Sleep training is not something we ever wanted to do, but here we are at almost 13 months and none of us has slept through the night since birth (for me maybe since I was 7 months pregnant), Iza included. It is driving Kurt and I emotionally apart in some ways since we physically have no interaction and we are over taxed, exhausted and never have time to be together. Iza also really needs her sleep. For weeks she has been the crabbiest from wake up to morning nap time and then again from about 6pm on to bed time. She has started to sleep less and less throughout the day hours and the dark circles under her eyes have begun to deepen.
We have to try something new.
As mothers we are wired to hear our beba’s distinct noise from a crowded room of crying little ones. Our leche comes in and when we do not use our given assets to comfort the little ones we begin to ache something fierce. The reality is that life has evolved to a point where we all need enough rest to get through a relatively busy existence.

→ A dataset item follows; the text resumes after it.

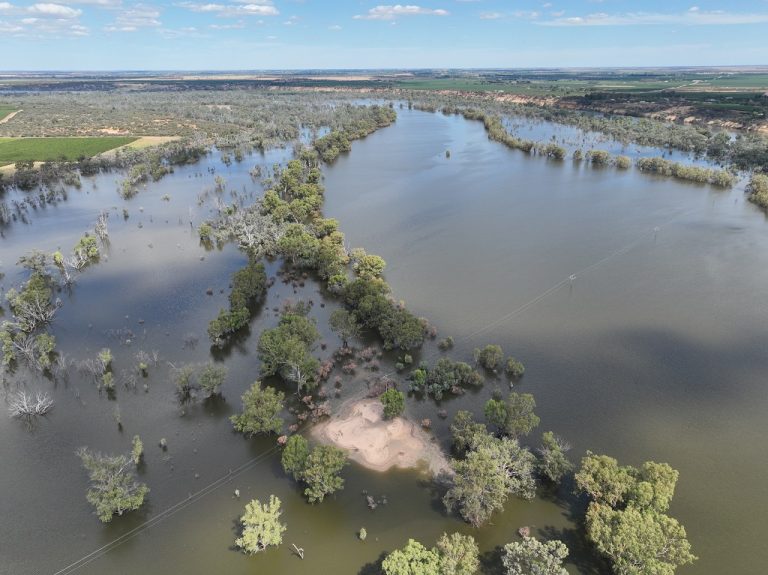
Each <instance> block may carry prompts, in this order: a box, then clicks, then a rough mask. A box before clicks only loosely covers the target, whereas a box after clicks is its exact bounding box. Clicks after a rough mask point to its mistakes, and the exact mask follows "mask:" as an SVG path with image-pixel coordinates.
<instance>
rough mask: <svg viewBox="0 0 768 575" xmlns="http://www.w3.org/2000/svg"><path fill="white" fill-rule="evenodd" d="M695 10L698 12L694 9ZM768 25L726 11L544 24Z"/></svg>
mask: <svg viewBox="0 0 768 575" xmlns="http://www.w3.org/2000/svg"><path fill="white" fill-rule="evenodd" d="M694 8H696V7H695V6H694ZM765 23H768V13H765V14H761V13H737V12H726V11H724V10H711V11H703V10H699V9H698V8H696V9H695V10H688V11H686V12H682V13H670V14H663V13H659V12H627V13H623V14H607V13H604V12H599V13H596V14H589V15H587V16H572V17H568V18H554V19H553V20H547V21H546V22H542V23H541V24H542V25H544V26H650V25H664V24H667V25H681V26H723V25H725V26H728V25H739V24H765Z"/></svg>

My step-sister breastfed and co-slept and her method worked for both her girls by establishing a routine and then her husband getting up to rock the girls to sleep in the middle of the night. It helped to still show comfort, but to remove the breast from the equation. My friend’s little girl was placed in her crib from day 1 and slept through the night, establishing the routine from the get go. There was no question in her beba’s mind that her comfort zone was the crib. She didn’t breastfeed which made this possible from the beginning, but the principle still works for breastfed children if they are placed back in the crib after a feeding.
Iza eats enough to sleep through the night, but she is still feeding at least 1 if not 2 times a night. We have been moving around a lot, so our assumption was she needed the comfort and the stability of on demand feeding, but clearly it is not working for any of us. We question if it is now too late to change without permanent psychological damage. Yikes.
I feel a little crazy from the noise. Now we are going on an hour and a half and I still hear no end in sight. So I sit here in the dark, and eat chocolate and try to zone out and concentrate only to the waves while writing.